The components in React are always re-created on render. Sometimes you don't want to pass around a new reference for a function every time. In that case, you use useCallback. In Svelte you don't have this constant re-creation, so if you define a function in a Svelte file, its reference would not change. Let's look at this example:

const cb = useCallback((a) => foo(a,b),[b])

Usually you can just use let cb = foo, but if you need (the reference to) cb to change, when a value in the dependency array updates, you can implement it like this:

const _cb = (_b) => (a) => foo(a,_b); $: (cb = _cb(b));

useMemo

Ok, it is just that:

React:

const value = useMemo(someFunction, [a,b]);

Svelte':

$: (value = someFunction(a,b));

The only thing you must make sure it's that a and b explicitly appear in what you write for someFunction, and if the React code violates the exhaustive Dependency array rule, that variables you don't want to trigger an update of value are not appearing explicitly.

useRef

In React, useRef is a way to introduce a mutable value. In Svelte, mutable values are common,v just create them with let. The ref in react is an object with the attribute current, you can replicate this or keep in mind to remove the .current. I prefer the latter.

useImperativeHandle

That's a catchy name, right? Let me explain the use of this hook, in case you never heard of it: When there were only React class components, you could add public member functions to it eg. on a FancyList component you could add the function scrollTo(itemID). On the parent component, you would get a ref and call the function directly, so you could do something like this:

const Parent = () =>{ const listRef = useRef(null); return <> <FancyList ref={listRef}/> <button onClick={()=>listRef.current?.scrollTo(500)}> }

To reach compatibility with the class based approach, the React team introduced the useImperativeHandle hook. You can lookup the exact syntax here. Svelte components are a bit closer to class components than functional components, so it is pretty easy to replicate the functionality, by using export const:

/// FancyList.svelte <script> export const scrollTo = (itemID)=>{...} </script> ...
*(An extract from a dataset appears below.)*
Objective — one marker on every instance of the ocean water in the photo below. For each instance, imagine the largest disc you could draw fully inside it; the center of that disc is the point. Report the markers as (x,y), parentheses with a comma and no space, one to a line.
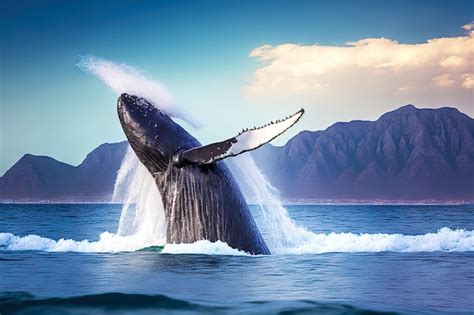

In a parent component you can get the reference to the FancyList with bind:this and call scrollTo:

/// Parent.svelte <script> let fancylist; </script> <FancyList bind:this={fancylist}/> <button on:click={()=>fancylist?.scrollTo(500)}>

Conclusion

Hooks are an important ingredient for React functional components. I show how you can replicate the behavior in Svelte and I give you code examples for the most common use-cases. If you encounter a case, which is not covered here, feel free to send me a note.

Most of the examples only work at the top level of a Svelte component. Custom hooks move the functionality into separate functions, which complicates the replication in Svelte. What to do in that case is the topic of an upcoming post.